I’m sitting in my apartment. It’s just after sunset, when there’s still light outside but everything is painted in blue. My window is open and somewhere nearby someone is playing a guitar. He or she is not doing a very good job of it, but for now I don’t mind.

Today marks the second day with unbelievably hot weather in Sweden. The temperature has risen to beyond 30 degrees Celsius when a couple of days ago it was only half of that. Considering we’ve moved past midsummer and into July I’d say it’s about damn time it got hot.

Do you know what else is about damn time? Just hanging out downtown with no agenda or time schedule. Just standing around and enjoying the city life. Feel the pulse of the city. Eat some ice cream. But that is, of course, the romantic side of me speaking.

The practical side of me says I haven’t gone people watching because it’s a huge waste of time standing around loitering when I could do something else, something productive. And what do I expect is going to happen? I know every nook and cranny around here, there’s nothing to be surprised about.

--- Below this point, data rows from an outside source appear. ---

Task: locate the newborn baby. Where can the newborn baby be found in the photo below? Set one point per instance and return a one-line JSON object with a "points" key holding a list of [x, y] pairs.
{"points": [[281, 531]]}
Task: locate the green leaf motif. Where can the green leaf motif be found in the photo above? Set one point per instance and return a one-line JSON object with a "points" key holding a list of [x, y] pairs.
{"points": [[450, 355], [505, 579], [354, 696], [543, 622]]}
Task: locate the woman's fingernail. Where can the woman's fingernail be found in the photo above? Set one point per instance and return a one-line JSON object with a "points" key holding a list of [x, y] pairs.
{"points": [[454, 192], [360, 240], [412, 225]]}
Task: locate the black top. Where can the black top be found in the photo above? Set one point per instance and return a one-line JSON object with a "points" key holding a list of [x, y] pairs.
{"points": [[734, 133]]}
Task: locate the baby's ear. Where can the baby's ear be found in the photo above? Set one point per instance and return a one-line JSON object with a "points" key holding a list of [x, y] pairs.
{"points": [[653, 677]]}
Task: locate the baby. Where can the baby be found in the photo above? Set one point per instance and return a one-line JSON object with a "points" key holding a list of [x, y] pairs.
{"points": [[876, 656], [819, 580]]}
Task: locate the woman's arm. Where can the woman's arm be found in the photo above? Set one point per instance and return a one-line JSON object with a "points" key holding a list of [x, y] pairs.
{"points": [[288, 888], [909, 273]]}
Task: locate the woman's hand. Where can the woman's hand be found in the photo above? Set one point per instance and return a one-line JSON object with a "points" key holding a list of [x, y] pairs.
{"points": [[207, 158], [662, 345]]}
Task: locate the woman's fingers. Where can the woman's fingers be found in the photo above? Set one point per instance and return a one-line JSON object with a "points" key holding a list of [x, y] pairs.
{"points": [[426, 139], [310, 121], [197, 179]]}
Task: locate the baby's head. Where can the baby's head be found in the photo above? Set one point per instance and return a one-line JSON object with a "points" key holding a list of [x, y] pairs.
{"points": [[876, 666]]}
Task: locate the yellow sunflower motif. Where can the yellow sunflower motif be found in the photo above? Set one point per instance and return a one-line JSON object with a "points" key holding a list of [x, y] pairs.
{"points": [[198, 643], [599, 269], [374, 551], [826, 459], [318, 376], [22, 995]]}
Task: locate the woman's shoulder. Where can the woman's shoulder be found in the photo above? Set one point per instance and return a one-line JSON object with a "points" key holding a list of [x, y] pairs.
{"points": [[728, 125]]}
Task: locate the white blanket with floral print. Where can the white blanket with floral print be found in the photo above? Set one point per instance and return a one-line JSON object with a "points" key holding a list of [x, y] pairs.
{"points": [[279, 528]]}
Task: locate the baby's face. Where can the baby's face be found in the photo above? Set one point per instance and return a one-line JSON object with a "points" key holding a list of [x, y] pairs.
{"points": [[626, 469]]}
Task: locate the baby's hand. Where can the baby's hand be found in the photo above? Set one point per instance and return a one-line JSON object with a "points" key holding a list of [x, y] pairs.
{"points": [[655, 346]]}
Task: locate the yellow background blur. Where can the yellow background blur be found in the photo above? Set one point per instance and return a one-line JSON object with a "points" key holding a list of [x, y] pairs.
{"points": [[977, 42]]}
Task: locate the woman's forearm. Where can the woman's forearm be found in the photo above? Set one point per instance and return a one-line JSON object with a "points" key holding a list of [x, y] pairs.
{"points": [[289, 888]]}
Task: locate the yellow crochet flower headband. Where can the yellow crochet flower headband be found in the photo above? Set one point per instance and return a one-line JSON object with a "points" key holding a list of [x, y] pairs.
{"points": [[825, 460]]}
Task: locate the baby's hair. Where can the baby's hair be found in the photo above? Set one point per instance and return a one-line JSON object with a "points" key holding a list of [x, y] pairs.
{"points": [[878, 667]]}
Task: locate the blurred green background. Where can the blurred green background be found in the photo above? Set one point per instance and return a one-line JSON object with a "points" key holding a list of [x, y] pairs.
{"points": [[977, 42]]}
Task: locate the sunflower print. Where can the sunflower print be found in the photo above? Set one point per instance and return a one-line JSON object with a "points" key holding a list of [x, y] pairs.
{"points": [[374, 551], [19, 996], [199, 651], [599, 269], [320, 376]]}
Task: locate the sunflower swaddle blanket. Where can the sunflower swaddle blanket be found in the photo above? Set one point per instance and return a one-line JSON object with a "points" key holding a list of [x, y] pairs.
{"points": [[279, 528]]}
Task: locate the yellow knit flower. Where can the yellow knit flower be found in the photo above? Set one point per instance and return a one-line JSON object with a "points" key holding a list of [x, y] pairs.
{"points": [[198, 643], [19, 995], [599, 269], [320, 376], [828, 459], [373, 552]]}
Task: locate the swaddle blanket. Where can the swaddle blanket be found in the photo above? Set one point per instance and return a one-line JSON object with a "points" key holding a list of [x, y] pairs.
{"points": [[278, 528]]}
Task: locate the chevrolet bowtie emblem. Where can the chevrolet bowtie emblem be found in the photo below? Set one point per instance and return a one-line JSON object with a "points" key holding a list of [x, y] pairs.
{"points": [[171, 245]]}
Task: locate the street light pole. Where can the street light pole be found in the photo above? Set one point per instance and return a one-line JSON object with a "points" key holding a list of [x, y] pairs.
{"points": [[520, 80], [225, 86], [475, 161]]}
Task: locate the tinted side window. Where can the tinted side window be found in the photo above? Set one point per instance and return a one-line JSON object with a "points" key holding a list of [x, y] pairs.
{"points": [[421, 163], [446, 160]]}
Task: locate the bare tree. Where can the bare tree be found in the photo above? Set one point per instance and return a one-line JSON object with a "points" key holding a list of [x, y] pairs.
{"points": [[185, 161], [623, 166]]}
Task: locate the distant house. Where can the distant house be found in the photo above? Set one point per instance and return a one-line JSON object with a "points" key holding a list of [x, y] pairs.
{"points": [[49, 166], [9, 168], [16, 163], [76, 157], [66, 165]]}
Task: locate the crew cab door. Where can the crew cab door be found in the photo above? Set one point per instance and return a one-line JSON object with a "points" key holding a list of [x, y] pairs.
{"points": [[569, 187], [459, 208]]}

I guess it’s something you grow out of.

Like an old pair of shoes the city has lost its splendor.

But during summer a new light shines upon it. It’s easy to fall in love with the city all over again. Surrounded by glistening water and people in all ages enjoying the weather in all their remarkable ways.

I miss the times I could just sit at the pier and share my goals and dreams with my friends. I wish I could contemplate life with some strangers. I wish I could exchange numbers with that cute girl sitting over there. I wish I coul-

God damnit, I just burnt my cinnamon buns in the oven.

Someone should tell that guitarist to stop playing, it’s almost midnight.